The size and volumes of products being ordered through e-commerce also grew. These days, it’s not uncommon for people to order bulky items like furniture and white goods appliances. In many cases, these products now need to get directly from a warehouse to a customer’s home. That’s where Combilift comes in.
“We’re heavily involved in warehouse logistics and we saw this project as an interesting exploration of possibilities from the truck to the doorstep. If we continue down the path of-ever increasing e-commerce, there’s going to be more need for specialist material handling,” Joe explains.
Freedom to explore
The team at Combilift deliberately left the problem definition loose enough to allow the Maynooth Design Innovation students freedom to explore the topic from different angles. Some tackled moving appliances, others looked at drinks and beverage delivery. Some proposed materials handling units that would be carried inside delivery vans, others looked at systems mounted on the outside of vehicles. After choosing a shortlist of five finalists, Combilift announced the winner.
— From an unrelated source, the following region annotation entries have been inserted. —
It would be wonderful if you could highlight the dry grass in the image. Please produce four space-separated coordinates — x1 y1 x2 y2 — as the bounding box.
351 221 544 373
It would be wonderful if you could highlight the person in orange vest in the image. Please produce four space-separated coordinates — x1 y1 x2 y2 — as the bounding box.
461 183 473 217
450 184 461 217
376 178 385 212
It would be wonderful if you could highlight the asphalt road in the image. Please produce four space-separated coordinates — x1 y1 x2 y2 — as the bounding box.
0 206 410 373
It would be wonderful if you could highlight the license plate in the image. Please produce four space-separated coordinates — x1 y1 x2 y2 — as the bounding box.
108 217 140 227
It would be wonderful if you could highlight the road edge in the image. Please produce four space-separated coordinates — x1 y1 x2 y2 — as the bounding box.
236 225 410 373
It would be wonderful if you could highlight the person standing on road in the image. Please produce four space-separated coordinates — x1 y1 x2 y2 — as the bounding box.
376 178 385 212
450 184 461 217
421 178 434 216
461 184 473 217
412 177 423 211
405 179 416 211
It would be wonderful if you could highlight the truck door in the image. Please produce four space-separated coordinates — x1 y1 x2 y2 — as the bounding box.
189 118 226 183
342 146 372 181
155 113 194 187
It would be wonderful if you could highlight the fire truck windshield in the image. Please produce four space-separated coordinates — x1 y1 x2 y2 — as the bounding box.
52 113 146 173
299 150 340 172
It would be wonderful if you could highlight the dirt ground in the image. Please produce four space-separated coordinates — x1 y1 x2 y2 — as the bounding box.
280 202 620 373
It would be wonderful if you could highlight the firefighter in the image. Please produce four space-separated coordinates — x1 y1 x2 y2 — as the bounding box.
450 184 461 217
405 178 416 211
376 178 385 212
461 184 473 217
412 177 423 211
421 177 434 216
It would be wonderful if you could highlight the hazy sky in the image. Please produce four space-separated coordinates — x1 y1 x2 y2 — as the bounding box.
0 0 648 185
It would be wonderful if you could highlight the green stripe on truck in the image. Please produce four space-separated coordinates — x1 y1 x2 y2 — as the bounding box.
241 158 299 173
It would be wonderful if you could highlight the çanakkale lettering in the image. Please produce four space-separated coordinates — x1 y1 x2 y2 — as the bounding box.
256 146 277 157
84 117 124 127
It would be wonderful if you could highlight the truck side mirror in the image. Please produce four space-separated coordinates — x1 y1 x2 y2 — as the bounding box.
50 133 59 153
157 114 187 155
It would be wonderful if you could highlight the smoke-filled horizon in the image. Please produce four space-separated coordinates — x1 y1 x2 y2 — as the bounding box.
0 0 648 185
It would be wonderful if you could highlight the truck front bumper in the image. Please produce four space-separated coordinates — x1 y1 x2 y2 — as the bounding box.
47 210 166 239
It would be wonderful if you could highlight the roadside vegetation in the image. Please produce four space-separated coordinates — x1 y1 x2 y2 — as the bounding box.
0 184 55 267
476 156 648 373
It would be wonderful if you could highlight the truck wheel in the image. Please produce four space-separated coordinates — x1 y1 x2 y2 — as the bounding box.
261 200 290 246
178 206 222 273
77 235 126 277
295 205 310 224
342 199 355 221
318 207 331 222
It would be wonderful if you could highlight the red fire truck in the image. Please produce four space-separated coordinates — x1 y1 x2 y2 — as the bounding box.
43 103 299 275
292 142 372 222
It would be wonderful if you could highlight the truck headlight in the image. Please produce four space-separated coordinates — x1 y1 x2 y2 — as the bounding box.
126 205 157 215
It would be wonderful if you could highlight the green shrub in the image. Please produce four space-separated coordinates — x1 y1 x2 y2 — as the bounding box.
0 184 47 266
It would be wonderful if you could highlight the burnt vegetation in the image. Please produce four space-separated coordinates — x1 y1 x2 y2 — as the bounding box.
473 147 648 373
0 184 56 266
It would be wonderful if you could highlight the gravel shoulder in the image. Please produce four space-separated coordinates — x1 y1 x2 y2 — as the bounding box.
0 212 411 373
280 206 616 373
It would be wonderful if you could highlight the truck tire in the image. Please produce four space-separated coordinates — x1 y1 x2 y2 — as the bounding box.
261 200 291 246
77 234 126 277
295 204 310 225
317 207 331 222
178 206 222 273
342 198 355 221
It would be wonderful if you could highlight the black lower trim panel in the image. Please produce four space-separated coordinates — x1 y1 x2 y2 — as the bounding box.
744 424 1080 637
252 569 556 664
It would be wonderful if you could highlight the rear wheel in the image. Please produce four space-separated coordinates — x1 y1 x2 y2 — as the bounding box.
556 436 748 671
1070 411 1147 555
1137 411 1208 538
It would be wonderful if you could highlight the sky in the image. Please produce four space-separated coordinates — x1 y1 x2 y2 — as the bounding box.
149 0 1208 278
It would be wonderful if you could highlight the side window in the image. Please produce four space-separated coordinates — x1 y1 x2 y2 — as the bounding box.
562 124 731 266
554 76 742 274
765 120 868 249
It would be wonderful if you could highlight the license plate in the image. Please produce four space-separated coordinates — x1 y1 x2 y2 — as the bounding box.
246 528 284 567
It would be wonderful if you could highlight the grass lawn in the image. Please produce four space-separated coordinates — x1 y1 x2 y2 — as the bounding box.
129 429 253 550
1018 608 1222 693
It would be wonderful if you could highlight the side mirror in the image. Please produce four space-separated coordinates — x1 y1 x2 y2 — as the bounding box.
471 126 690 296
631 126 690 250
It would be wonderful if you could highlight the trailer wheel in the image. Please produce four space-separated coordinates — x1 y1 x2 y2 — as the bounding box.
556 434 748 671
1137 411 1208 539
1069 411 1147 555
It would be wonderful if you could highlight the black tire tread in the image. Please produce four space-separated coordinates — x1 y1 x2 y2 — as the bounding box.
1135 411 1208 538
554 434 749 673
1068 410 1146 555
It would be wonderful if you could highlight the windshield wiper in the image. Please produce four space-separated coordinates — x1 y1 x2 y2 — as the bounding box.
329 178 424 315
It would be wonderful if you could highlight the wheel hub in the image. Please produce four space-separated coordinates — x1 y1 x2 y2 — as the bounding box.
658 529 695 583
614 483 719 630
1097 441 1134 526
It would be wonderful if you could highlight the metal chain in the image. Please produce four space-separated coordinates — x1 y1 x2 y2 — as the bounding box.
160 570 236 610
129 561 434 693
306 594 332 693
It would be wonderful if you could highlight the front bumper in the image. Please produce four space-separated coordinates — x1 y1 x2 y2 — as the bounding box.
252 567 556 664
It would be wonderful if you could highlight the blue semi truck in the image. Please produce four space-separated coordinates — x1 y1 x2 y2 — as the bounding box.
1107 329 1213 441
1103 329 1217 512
Picking a winner was difficult, and Joe pays tribute to all of the projects. “We had a great range of diverse ideas. It’s a huge amount of brainpower thrown at the problem, and we had some very interesting concepts coming back. The calibre of the projects was exceptional. In addition to product design, they considered the market impact of the proposed product and the addressable market for it. That’s important: it has to be grounded with a solid business case, and that was present throughout the projects.”
Creativity combined with technical know-how
The value of working with students is in the fresh perspective and diverse points of view they bring to problem-solving, Joe says. “They have a nice mix between the creative and novel exploration of new ideas, coupled with the technical know-how to make sure it’s feasible.”
One characteristic that stood out was the students’ process of thinking about design from many different perspectives. “They consider all these stories and articulate them directly and imaginatively. They might interview delivery personnel and find out their pain points in an existing process and think about what could be done to improve that user experience – or, they might interview a business owner and find their pain points and use that to converge on an optimal solution,” Joe says.
Always adapting, producing every vehicle to order, Combilift’s culture is well matched to working with the students, says the company’s founder and managing director Martin McVicar. “In many ways, Combilift still has an innovative, lean startup culture even though we’re now a large company addressing a global market. We still maintain a creative spark. We don’t decide what the next product should be: we know from our customer pain points. The Maynooth students really resonate with how we design and operate. We would always attend warehouses in person and understand those user stories. We were using that methodology without knowing it.”
Martin believes many types of companies can get value from working with product design students. “I would highly recommend the Maynooth students for their innovative, novel approaches, and blue sky thinking. That methodology really works and brings new, fresh perspectives to problems which may be long standing.”